Сенька мгновенно вышел из себя. Схватил Лёньку за плечо и выдернул из очереди, замахнулся, но ударить не успел. Я даже не знаю, в какой момент принял решение, всё само произошло. Перехватил руку Сеньки и влепил ему в живот коленом. Честно говоря, последнее было уже лишним, но инстинкт! Мы же, пацаны, чуть не каждый день во дворе дрались, и друг с другом, и с чужими, только повод дай.
— Ты чего? — Сенька с трудом разогнувшись, смотрел на меня оторопело, даже не думая сопротивляться, слишком был ошарашен. — Это же Заика!
— Встань в очередь, — буркнул я. — А то мандаринка не достанется.
С того дня Лёньку в школе не били. Ну а кому охота со мной связываться? Хотя мне больше не приходилось его защищать, и я даже не рассказывал никому про наше странное сближение во время моей свинки. Все сами как-то признали, что он тоже человек.
Но по-настоящему дружить мы стали позже. Впрочем, об этом в другой раз. Я и так сегодня что-то расписался. Однако, бумагомарательство такая же зараза, как звукоизвлечение. Лёнька мне всегда говорил, что пение — это наркотик. Однажды научившись получать от него кайф, потом трудно остановиться. Вот и писательство то же самое. Зря я, конечно, сравниваю, он всю жизнь поёт, а я писать начал только недавно, и вряд ли могу считать себя профессионалом. Но должен же я написать о нём правду! Иначе потом другие напишут такое, что мало не покажется. Взять хоть Оксанку сумасшедшую. Эта последние мозги пропившая дура горазда на откровения. Или Натали вдруг перемкнёт издать мемуары. Да и сколько писак, желающих заработать денег на имени Волка! Нет уж, лучше я сам. А что? Писатель Борис Карлинский! Звучит не хуже, чем доктор Борис Карлинский…»
«Была у меня одна тайна, которую я тщательно скрывал в школе. Что, заметьте, было весьма сложно — город у нас небольшой, а дружили в те времена между собой не только дети, но и взрослые, соседи по двору, коллеги на работе. Если учесть, что почти все наши матери и бабушки с Курортного переулка обслуживали санаторий Орджоникидзе, кто в качестве нянечки, а кто, как незабвенная Серафима Ивановна, и в качестве врача, то я вообще поражаюсь, как мне удавалось так долго сохранять свой секрет. Как моя мама не похвасталась никому на работе, что «наш Бобочка таки настоящий Рихтер», и в классе не узнали, что «Бобочка» ежедневно мучает ненавистный инструмент!

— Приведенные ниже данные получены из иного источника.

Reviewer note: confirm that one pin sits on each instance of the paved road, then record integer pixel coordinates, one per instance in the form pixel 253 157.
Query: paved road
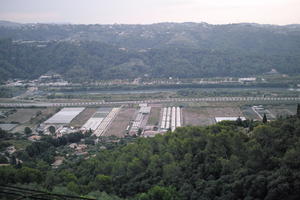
pixel 207 99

А другим словом этот процесс назвать было и нельзя.
Уж не знаю, кто решил, что ребёнку обязательно нужно заниматься музыкой, но факт остаётся фактом: в нашей семье на пианино играли и мама, и дед, и все предки, которых я никогда в глаза не видел, но о которых постоянно слышал. Причём по словам мамы выходило, что чем более далёким был предок, тем виртуознее он обращался с клавишами. И ему, конечно, было бы очень стыдно, если бы он мог услышать, что вытворяю на почтенном инструменте я.

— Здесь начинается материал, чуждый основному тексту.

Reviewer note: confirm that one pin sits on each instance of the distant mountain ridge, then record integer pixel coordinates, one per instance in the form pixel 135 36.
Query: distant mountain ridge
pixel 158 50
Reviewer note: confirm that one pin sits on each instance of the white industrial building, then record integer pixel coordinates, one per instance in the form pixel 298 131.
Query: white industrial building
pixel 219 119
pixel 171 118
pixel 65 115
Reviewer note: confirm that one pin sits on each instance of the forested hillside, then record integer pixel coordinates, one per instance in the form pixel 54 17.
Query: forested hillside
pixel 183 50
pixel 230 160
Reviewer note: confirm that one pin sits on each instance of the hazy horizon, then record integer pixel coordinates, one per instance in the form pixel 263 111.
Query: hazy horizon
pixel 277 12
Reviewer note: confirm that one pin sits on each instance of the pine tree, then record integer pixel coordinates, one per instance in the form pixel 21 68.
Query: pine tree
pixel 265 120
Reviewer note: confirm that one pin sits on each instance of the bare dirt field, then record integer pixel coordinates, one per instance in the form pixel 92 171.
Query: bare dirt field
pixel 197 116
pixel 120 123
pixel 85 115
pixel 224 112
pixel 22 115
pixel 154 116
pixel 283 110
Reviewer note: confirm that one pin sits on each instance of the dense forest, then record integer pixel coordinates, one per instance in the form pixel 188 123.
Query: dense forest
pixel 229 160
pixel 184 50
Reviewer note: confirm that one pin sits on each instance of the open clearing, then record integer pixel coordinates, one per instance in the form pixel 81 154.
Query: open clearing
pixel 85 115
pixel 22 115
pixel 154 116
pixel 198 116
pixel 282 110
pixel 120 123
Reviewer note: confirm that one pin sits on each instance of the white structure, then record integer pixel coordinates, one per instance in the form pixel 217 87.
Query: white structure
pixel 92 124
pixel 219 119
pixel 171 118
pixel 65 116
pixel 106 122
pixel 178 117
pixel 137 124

Инструмент и правда был почтенный. Чёрное фортепиано с пожелтевшими, цвета кофе с молоком клавишами занимало целую стену нашей небольшой «парадной» комнаты. Мне всегда казалось, что фортепиано уделяется слишком много места в доме, весьма скромном, потому что кроме комнаты, где спали мы с дедом, оставалась ещё крохотная спальня мамы и такая же крохотная кухня. Пианино было немецким, дореволюционным. О иностранном его происхождении я догадывался по непонятной надписи BECHSTEIN на крышке, а о дореволюционном — по двум бронзовым подсвечникам, которыми сейчас, конечно, никто не пользовался.
Пианино было единственным предметом мебели, который мама привезла в Сочи, когда её направили по распределению на тогда только начавший отстраиваться курорт. Могу себе сейчас представить: голые стены, матрасы на полу, вместо обеденного стола ящик из-под бутылок. И пианино с бронзовыми подсвечниками! Но надо знать мою маму! Она уже тогда, наверное, знала, что у неё родится мальчик, и его обязательно нужно будет учить музыке. Или девочка, какая разница!
Одним словом, меня учили музыке. Частным образом, потому что в музыкальную школу я отказался ходить категорически, такого позора я бы не перенёс. Старенький преподаватель три раза в неделю появлялся у нас дома, и я люто ненавидел те часы, которые проводил в его обществе. В те же дни, когда он не приходил, мне всё равно нужно было час отсиживать за инструментом, раз за разом отрабатывая какой-нибудь этюд.